Access gets inroad to state workers with takeover of Damark
Access Financial Services (AFS) Limited bought up rival microlender Damark and has merged that business with its own, but plans to hang on to the trademark for now.
The deal, worth $180 million, gives Access greater inroads to the market segment for government workers.
The acquisition of Damark Limited occurred in May 2016, but Access disclosed the transaction for the first time in its newly released earnings report for year ending March 2017.
The merger of the loan portfolios helped to push the value of Access' loan book up by half-billion dollars, or 24 per cent, to $2.62 billion.
Damark's loan portfolio was valued at $148 million in the acquisition deal, under which Access purchased the smaller outfit as a going concern, including its loan portfolio, fixed assets, trademark and customer relationships.
'Customer relationships' was valued at nearly $22 million under the transaction. Access Financial CEO Marcus James said the valuation, which included computation of the fair value of intangible assets, represented an estimate of incremental revenue expected to accrue to Access from the acquisition of Damark's customer base.
"Damark has a strong presence in the government sector as the company is focused primarily on lending to civil servants. The acquisition has resulted in an increase in our overall client base and loan portfolio size," said James.
At acquisition, Damark had a customer base of around 1,400. Access will retain the Damark name, "not only for its brand equity, but also because it is a differentiator in the market place," he said.
As to his company's acquisition strategy going forward, James indicated that Access was willing to buy if the right deal came along.
"We are focused on growing our loan portfolio and customer base and, ultimately, delivering value to our shareholders. If opportunities arise to achieve these objectives, then we will seize them," he said.
Continuing a trend
Access Financial's last acquisition was in March 2015 when it took over the loan portfolio of Asset Management Company Limited (AMCL), a subsidiary of Proven Investments Limited, for $439 million. Access also took control of the AMCL offices at 46 Trinidad Terrace, which become an AFS branch.

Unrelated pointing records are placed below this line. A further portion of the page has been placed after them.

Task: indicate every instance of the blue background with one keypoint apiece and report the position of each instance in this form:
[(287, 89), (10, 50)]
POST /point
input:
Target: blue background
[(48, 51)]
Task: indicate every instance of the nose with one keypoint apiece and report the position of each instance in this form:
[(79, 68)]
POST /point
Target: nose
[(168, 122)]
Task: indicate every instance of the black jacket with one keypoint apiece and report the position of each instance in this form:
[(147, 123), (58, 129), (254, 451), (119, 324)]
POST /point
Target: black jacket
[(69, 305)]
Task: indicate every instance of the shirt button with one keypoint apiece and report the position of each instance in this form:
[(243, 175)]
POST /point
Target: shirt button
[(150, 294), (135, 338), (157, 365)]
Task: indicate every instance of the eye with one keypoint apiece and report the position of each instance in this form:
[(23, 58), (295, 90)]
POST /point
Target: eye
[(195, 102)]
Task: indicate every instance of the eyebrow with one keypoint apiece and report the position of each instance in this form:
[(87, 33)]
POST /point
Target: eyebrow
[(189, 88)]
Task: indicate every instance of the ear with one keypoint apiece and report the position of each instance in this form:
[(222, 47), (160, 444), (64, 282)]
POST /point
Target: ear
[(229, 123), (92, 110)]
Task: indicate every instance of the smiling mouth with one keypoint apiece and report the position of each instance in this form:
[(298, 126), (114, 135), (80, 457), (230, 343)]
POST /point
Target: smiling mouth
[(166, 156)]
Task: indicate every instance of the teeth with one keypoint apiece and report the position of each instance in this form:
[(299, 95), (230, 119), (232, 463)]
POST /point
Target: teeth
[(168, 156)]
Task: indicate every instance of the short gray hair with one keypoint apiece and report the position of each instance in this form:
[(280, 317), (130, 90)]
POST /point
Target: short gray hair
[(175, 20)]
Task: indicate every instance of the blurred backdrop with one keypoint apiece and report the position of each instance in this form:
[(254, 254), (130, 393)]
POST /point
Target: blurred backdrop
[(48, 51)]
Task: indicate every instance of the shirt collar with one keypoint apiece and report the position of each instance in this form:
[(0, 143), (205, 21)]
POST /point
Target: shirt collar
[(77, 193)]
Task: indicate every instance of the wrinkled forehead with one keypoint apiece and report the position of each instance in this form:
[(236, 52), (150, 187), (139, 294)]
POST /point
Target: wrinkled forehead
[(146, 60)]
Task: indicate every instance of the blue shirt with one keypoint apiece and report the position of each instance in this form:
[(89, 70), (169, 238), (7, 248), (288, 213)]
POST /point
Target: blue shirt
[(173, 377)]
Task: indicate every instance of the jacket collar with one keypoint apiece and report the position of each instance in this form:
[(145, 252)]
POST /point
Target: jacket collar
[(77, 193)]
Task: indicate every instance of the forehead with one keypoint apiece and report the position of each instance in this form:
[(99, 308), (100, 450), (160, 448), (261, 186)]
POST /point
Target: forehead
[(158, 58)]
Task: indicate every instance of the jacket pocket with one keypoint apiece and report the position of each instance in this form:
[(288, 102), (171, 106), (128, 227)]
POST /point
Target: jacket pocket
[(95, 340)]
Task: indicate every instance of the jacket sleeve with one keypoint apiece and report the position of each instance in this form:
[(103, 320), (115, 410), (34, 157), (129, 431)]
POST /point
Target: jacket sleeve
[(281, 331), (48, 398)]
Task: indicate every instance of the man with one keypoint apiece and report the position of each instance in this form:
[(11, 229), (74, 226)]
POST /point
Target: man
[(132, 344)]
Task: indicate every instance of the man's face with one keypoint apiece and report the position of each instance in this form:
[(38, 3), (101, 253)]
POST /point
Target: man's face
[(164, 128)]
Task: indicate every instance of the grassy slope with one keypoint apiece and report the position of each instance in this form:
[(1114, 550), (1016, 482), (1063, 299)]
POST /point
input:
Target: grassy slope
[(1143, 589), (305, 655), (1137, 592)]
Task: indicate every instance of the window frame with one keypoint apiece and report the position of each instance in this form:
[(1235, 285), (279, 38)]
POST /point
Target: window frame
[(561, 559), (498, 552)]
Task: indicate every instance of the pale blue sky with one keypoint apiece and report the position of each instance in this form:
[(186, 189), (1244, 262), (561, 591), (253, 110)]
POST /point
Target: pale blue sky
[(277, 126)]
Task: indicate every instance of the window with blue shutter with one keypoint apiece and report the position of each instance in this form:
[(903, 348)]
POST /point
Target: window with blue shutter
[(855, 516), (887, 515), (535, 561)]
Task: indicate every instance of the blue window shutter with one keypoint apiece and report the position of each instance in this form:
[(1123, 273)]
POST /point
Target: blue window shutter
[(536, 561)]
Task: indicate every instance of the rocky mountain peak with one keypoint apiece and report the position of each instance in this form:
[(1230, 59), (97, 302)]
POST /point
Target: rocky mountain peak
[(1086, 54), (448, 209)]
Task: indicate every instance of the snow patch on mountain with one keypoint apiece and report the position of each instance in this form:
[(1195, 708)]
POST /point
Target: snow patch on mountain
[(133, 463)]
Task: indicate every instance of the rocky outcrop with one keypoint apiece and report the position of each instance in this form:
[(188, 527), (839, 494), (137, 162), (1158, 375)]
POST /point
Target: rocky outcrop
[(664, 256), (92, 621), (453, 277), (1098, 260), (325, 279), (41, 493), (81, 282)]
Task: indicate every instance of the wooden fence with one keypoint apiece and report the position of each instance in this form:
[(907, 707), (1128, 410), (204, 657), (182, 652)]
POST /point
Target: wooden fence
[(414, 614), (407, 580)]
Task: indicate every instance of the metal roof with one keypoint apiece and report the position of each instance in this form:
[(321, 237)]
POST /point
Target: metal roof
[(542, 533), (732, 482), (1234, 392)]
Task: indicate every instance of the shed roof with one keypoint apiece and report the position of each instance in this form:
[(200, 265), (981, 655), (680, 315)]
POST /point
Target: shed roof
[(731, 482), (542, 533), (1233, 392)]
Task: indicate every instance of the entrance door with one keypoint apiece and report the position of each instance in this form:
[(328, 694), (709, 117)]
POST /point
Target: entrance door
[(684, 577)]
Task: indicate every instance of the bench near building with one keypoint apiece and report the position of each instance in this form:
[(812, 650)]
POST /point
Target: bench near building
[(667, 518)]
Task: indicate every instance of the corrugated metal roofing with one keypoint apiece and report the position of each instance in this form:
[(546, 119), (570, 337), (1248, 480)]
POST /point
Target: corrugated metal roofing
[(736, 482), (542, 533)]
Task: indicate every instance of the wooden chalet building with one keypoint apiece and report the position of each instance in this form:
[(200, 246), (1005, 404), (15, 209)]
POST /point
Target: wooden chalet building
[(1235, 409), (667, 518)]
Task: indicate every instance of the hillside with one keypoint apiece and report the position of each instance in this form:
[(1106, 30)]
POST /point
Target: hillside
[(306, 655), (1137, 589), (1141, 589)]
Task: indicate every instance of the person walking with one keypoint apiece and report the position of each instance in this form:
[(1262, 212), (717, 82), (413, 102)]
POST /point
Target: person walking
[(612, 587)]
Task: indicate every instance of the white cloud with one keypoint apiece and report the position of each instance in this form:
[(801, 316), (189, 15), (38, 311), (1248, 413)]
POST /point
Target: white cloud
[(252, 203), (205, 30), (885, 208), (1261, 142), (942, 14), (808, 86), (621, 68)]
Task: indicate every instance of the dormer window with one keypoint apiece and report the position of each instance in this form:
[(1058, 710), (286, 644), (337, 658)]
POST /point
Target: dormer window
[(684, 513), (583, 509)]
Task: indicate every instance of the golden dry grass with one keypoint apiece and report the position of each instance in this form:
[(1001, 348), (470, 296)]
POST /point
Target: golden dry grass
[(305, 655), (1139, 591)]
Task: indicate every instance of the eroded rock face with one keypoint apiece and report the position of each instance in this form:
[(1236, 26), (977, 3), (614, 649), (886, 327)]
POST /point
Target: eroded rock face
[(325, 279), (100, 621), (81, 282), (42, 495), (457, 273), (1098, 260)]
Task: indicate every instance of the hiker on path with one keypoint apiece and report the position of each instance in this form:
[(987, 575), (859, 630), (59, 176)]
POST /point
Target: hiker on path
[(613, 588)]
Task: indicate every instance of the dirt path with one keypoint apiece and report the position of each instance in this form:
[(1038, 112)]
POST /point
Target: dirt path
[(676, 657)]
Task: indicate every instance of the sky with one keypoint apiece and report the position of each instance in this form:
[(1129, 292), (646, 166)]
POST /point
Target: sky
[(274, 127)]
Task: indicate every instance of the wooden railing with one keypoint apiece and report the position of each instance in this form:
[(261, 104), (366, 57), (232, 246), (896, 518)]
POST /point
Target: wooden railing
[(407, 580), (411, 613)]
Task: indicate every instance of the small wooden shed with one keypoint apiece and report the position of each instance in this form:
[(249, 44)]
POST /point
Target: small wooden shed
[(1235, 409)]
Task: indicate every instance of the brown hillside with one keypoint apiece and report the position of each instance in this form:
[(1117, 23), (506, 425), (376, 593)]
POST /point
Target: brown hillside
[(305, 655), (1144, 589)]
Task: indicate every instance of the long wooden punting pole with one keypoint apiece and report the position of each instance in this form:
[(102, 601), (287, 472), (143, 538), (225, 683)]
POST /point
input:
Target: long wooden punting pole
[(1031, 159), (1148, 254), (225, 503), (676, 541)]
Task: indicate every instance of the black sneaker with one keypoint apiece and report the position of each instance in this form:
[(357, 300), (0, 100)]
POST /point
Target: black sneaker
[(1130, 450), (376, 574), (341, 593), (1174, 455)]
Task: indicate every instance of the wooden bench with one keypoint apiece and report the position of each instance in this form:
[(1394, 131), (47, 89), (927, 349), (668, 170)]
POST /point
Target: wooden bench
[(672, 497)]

Proven Investments Limited is the single largest owner of Access Financial with a 49.27 per cent stake in the microfinancing company.
At year end March 2017, Access reported annual profit of $678 million. That's up 13 per cent from $600 million over last year.
In its core business of writing loans, however, Access' interest income underperformed the previous year in a market where rivalry is high and the competition is increasing.
The number of loan companies was estimated last year at 130, James said, but he shrugged off its implications for market share.
"We have increased the company's profitability every year since inception and we are very focused on continuing this trend," he said. "The key drivers of our profitability will be offering exceptional customer service, focusing on the efficiency of our operations and ensuring that our 200 team members are motivated to deliver results."
Alongside the rising small lenders, James said there is also encroachment from commercial banks, which "have also increased their lending activities in the sector".
Still, he said, the total size of the sector remains unknown.
Access itself does more than $1 billion of business annually. Cost control and efficiency are key to maintaining a competitive edge, James noted.
"Our management team has been on a drive to improve our operational efficiency, which has seen us passing on these savings to our customers through reduced interest rates. This will continue to be a key strategic initiative going forward," he told the Financial Gleaner.
He noted that Access has reduced interest rates to both personal and micro business clients. "Additionally, we have increased lending to the SME market at lower interest rates," he said.
James took his company public in 2009 as the pioneer listing on the junior stock market, nearly a decade after he founded the company in 2000.
As one of the largest players in the microfinance arena, Access is valued at $3 billion by total assets, and operates from 17 locations nationwide.
In its most recent financial year, the company reported interest income of $1.26 billion, down from $1.34 billion the previous year. Fees and commissions added another $222 million to revenue, up from $192 million last year.